UW-Madison AWS Observations Contribute to Finding Significant Warming in West Antarctica

December 27, 2012 | Mark Hobson

Using data collected by the Byrd Automatic Weather Station (AWS), installed and maintained by the UW-Madison in West Antarctica, researchers published a paper in Nature Geoscience on 23 December 2012 suggesting that warming in West Antarctica may have been underestimated, especially in the summer months.

The research team, led by Dr. David Bromwich of Ohio State University, included scientists from the National Center for Atmospheric Research (NCAR) and the UW-Madison Antarctic Meteorological Research Center (AMRC). In the paper, they present a “complete temperature record for Byrd Station, in which observations have been corrected, and gaps have been filled using global reanalysis data and spatial interpolation.”

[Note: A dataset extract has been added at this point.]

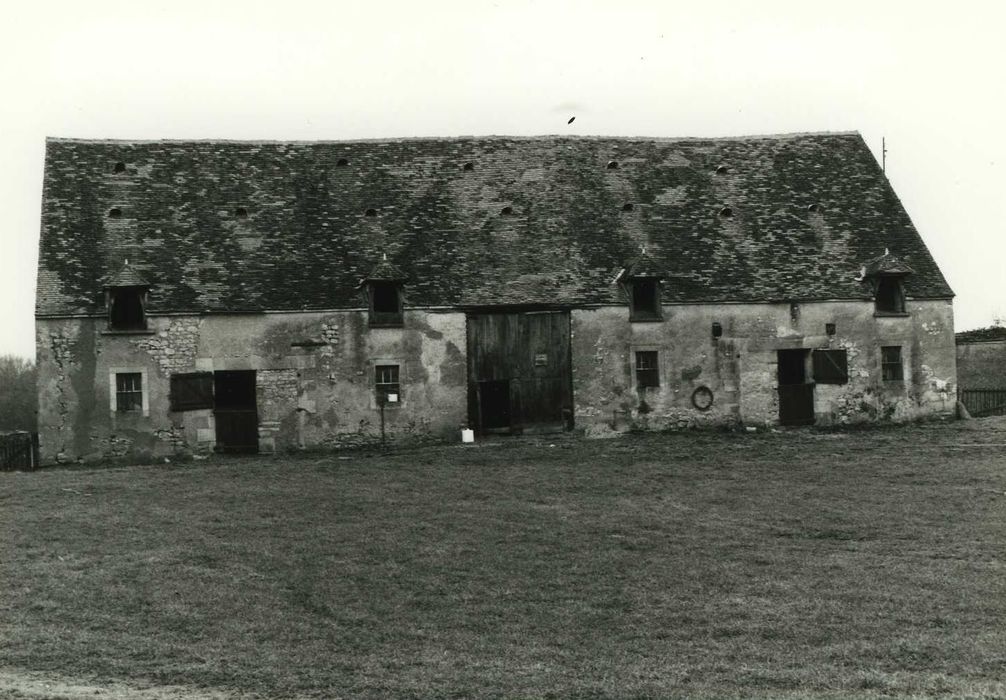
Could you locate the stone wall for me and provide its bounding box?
[571,301,956,432]
[37,311,467,462]
[957,340,1006,389]
[37,301,957,462]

By analyzing observations from the Byrd Automatic Weather Station in Antarctica for the period 1958 – 2010, the record shows a warming in West Antarctica of as much as 2.4 degrees Celsius or 4.3 degrees Fahrenheit, making Central West Antarctica one of the fastest warming locations on the Earth.

Byrd AWS

The Byrd Automatic Weather Station

The Byrd AWS is part of a network of over 60 AWS stations on the Antarctic continent installed and maintained by the UW-Madison AMRC since 1980. Maintaining occupied sites for collecting meteorological observations in Antarctica is expensive. The capabilities of an automatic weather station allow for the retrieval of important weather information without needing a person on duty at each site.

byrd location

The Byrd Automatic Weather Station location on Antarctic map

The paper introduces the possibility that temperatures could rise above freezing more frequently in the summer months, raising concern that this process of surface melting could potentially weaken the ice sheet over time.

Dr. Matthew Lazzara, a co-author on the paper and head of the AMRC at the University of Wisconsin-Madison, says, “These stations have proven to be an invaluable resource for researchers, forecasters, as well as the general public, as they yield important meteorological information about the Antarctic.”